Terri Sue was diminutive, not worthy of the “heavy roles” she wanted to take on. She also didn’t appreciate its reminder of a middle school cruelty — the boys often said “Terri Sue felt who?” A sign of the thaw between her and her mother was Lily’s decision to address Feldshuh by her chosen name.
“It brought me heroic Jewish roles that I loved on a silver platter,” Feldshuh said, but not before noting her bona fides in classical rep. She also played Shakespeare, “The Crucible” and wants to take on the title role in “King Lear.” (Life with Lily may have prepared her to deliver that “sharper than a serpent’s tooth it is to have a thankless child” line.)
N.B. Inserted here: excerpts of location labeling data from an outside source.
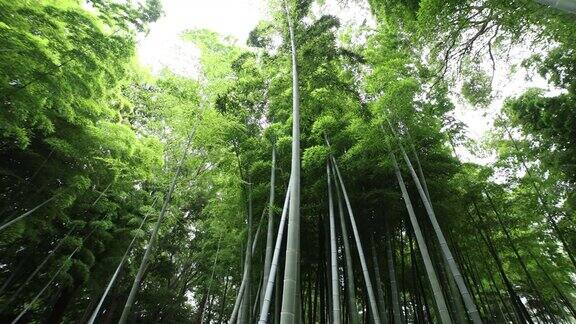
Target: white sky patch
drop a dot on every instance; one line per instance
(163, 46)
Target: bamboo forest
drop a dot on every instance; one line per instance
(345, 161)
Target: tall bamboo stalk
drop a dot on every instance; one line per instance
(379, 291)
(275, 259)
(432, 277)
(116, 273)
(245, 313)
(292, 265)
(147, 254)
(367, 280)
(333, 253)
(270, 231)
(468, 301)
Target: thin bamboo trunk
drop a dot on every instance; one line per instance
(148, 252)
(245, 313)
(223, 300)
(211, 277)
(350, 284)
(378, 282)
(117, 272)
(396, 313)
(368, 282)
(333, 254)
(292, 264)
(263, 318)
(432, 277)
(270, 231)
(519, 307)
(468, 301)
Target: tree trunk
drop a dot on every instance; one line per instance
(292, 266)
(470, 305)
(270, 231)
(263, 318)
(333, 254)
(371, 298)
(432, 277)
(245, 310)
(153, 237)
(350, 283)
(379, 291)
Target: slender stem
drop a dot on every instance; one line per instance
(432, 277)
(270, 232)
(147, 254)
(367, 280)
(292, 265)
(275, 259)
(333, 253)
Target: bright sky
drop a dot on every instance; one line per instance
(162, 47)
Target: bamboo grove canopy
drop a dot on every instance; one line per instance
(317, 174)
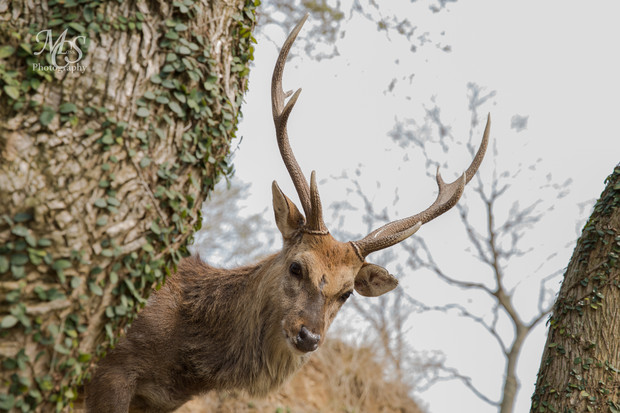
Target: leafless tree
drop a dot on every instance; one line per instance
(229, 236)
(496, 240)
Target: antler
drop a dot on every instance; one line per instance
(308, 195)
(449, 194)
Since March of last year, when she developed COVID, the “universe collaborated” to give Felshuh time to work on the book. Now fully vaccinated, she’s ready for her next role, Dr. Ruth Westheimer in “Becoming Dr. Ruth” at the North Coast Repertory Theatre. She’s arranged a consult later in the week to ask Westheimer if she wore a wedding ring, observe her walk and see the good doctor’s collection of turtles.
“Do you know that turtles have no predators?” Feldshuh asks, her voice a chipper Teutonic lilt known to anyone who has heard Westheimer on WNYC. “So they have innocent energy and they are the symbol for longevity in certain cultures — longevity and strength — and it was a turtle on the back of Matilda, the one doll, she took with her from Frankfurt, and put in her little suitcase when she was 10 on the Kindertransport.”
Feldshuh has also kept busy filming a concert at Birdland and, filling Lily’s position as matriarch, leading Zoom Shabbats accompanied by classical piano. But she has a grander plan in mind, a part you could say she’s been preparing for her whole life.
“I have written a pitch document to make ‘Lilyville’ a TV series,” Feldshuh said, noting she’d like to play both parts, but would be open to Keri Russell for her younger self if networks don’t want to be quite so experimental.
“I will love playing Lily, because Lily’s got all the punchlines,” said Feldshuh. “And I find it very freeing to become her because then I get to spend time with Lily, even though she’s gone now.”